Emerging affluent customers with over $100,000 in annual income and $100,000 to $250,000 in investable assets are directed to Wachovia’s financial centers, where specialists assist them in getting into retirement shape, he said.
Affluent investors, with $250,000+ to $2 million in assets, are assigned to certified financial advisors in the bank’s Wachovia Securities division. Richer clients are handled by the bank’s wealth management division, Reid explained.
Face-to-face contact is vital if an advisor wishes to establish a long-term relationship with a client, he said.
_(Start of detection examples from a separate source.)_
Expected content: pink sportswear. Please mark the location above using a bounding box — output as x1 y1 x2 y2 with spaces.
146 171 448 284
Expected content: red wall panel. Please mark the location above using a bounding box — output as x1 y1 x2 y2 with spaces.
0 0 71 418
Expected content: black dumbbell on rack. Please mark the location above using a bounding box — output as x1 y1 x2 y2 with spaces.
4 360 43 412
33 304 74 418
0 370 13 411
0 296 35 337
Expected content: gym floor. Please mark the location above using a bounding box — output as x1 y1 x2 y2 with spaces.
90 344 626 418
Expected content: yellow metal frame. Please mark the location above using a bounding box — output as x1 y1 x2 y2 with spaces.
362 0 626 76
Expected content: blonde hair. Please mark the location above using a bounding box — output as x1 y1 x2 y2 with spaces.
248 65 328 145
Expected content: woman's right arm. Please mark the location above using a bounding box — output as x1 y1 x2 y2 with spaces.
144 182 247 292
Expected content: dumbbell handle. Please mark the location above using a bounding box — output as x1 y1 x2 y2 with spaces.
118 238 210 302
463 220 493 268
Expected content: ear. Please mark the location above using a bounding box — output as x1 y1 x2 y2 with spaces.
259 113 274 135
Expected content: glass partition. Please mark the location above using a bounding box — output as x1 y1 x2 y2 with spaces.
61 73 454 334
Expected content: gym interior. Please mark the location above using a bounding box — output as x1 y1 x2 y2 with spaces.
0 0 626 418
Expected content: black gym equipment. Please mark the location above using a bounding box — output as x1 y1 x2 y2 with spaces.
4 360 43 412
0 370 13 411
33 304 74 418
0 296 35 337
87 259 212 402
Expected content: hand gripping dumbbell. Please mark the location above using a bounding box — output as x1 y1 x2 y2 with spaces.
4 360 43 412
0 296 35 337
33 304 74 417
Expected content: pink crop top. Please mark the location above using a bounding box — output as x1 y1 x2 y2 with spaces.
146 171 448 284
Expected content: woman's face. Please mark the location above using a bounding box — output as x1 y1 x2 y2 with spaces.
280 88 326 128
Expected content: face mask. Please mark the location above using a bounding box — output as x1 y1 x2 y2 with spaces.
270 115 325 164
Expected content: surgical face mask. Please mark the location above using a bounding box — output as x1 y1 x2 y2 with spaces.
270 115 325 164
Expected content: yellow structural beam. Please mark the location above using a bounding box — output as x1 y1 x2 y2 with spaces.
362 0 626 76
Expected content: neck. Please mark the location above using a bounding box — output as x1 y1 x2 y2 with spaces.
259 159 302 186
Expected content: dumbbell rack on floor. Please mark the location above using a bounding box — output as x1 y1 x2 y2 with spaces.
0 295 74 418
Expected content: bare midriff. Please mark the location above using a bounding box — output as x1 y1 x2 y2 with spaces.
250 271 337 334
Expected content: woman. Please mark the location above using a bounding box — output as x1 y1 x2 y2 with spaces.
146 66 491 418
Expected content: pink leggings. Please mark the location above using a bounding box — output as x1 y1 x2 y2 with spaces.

An advisor who makes a connection early in the customer’s working life is in a strong position to capture that individual’s retirement dollars later, he added.
“Our research shows that it takes 7 years on average to develop a trusting relationship with an advisor,” Reid said.
Wachovia found over 60% of people who change jobs and more than 66% of retirees invest their rollover funds with a financial firm where they have an existing relationship, he said.
The middle market, constituting those with more than $100,000 assets per household, makes up about a third of the U.S. adult population and controls around 39% of U.S. retail assets, said another expert, Mark R. Thresher, president and chief operating officer of Nationwide Financial Services Inc., Columbus, Ohio.
Worksite distribution will be the key to reaching that market, Thresher said. Other economical methods of maintaining contact with these customers is through on-line advice and financial tools; providing prepackaged product mixes; selling directly, such as through the mail and Internet, rather than through investment professionals; and by offering simple products with clear pricing, he said.